Après 40 ans de régime autoritaire dit « révolutionnaire », la grande difficulté pour Tripoli est maintenant d’assumer, sur le plan interne, une conversion politique qui se déploie à vive allure et dans tous les domaines. En effet, la Libye met de l’avant la convergence de ses intérêts avec ceux des États-Unis et de l’Europe. Le pays renonce même à se doter d’une capacité de nuisance en mettant un terme à son programme nucléaire embryonnaire. Il libéralise également son secteur pétrolier et offre à l’Europe des garanties sur son approvisionnement en énergie. De nouvelles élites, formées aux États-Unis, émergent dans les domaines pétrolier et sécuritaire ainsi libéralisés, marginalisant progressivement les anciens « révolutionnaires » formés en Europe de l’Est. Pour ces élites, la Libye doit impérativement s’ancrer dans le monde occidental. Mais comment défaire sans remous un régime qui s’est fondé sur un discours révolutionnaire? Pour les réformateurs, le modèle à suivre est celui de la Chine communiste : faire cohabiter le « patrimoine révolutionnaire » avec l’économie de marché capitaliste. Comme le souligne le politologue Aziz Fall, l’analyse du régime libyen actuel doit être attentive aux circuits dans lesquels sont investis et engloutis des fonds considérables, et qui sont l’équivalent de ceux des pétromonarchies du Golfe. D’autant plus que ce régime a vite compris, par l’entremise de l’Italie et de la Suisse, les rouages des placements financiers internationaux.

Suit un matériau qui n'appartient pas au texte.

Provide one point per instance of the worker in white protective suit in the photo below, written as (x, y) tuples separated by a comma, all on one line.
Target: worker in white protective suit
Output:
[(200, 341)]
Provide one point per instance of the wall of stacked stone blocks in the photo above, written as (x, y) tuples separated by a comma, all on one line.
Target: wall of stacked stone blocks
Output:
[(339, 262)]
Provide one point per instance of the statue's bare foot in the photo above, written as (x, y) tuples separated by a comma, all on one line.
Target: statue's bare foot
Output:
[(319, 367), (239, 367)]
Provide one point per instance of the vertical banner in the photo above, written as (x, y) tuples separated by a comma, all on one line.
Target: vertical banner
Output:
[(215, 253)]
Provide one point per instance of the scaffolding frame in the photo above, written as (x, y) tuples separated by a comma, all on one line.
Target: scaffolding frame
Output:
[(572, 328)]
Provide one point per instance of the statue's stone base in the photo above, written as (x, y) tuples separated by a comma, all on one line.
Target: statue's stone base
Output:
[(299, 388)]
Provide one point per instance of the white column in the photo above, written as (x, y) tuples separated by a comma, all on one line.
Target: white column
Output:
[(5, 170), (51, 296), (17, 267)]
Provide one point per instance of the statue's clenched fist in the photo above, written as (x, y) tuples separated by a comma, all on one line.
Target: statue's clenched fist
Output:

Quant au scénario de l’après-Kadhafi, il préfigure vraisemblablement une succession qui prendra la forme d’une dynastie, le fils succédant au père. Saïf al-islam, fils cadet de Mouammar Kadhafi est, pour l’instant, donné pour successeur. En attendant, le régime continue d’user de son atout pétrolier pour différer toute forme d’ouverture démocratique. Mais pour combien de temps encore?

 



[1] Dans une entrevue au quotidien suisse Le Temps, 29 juillet 2008.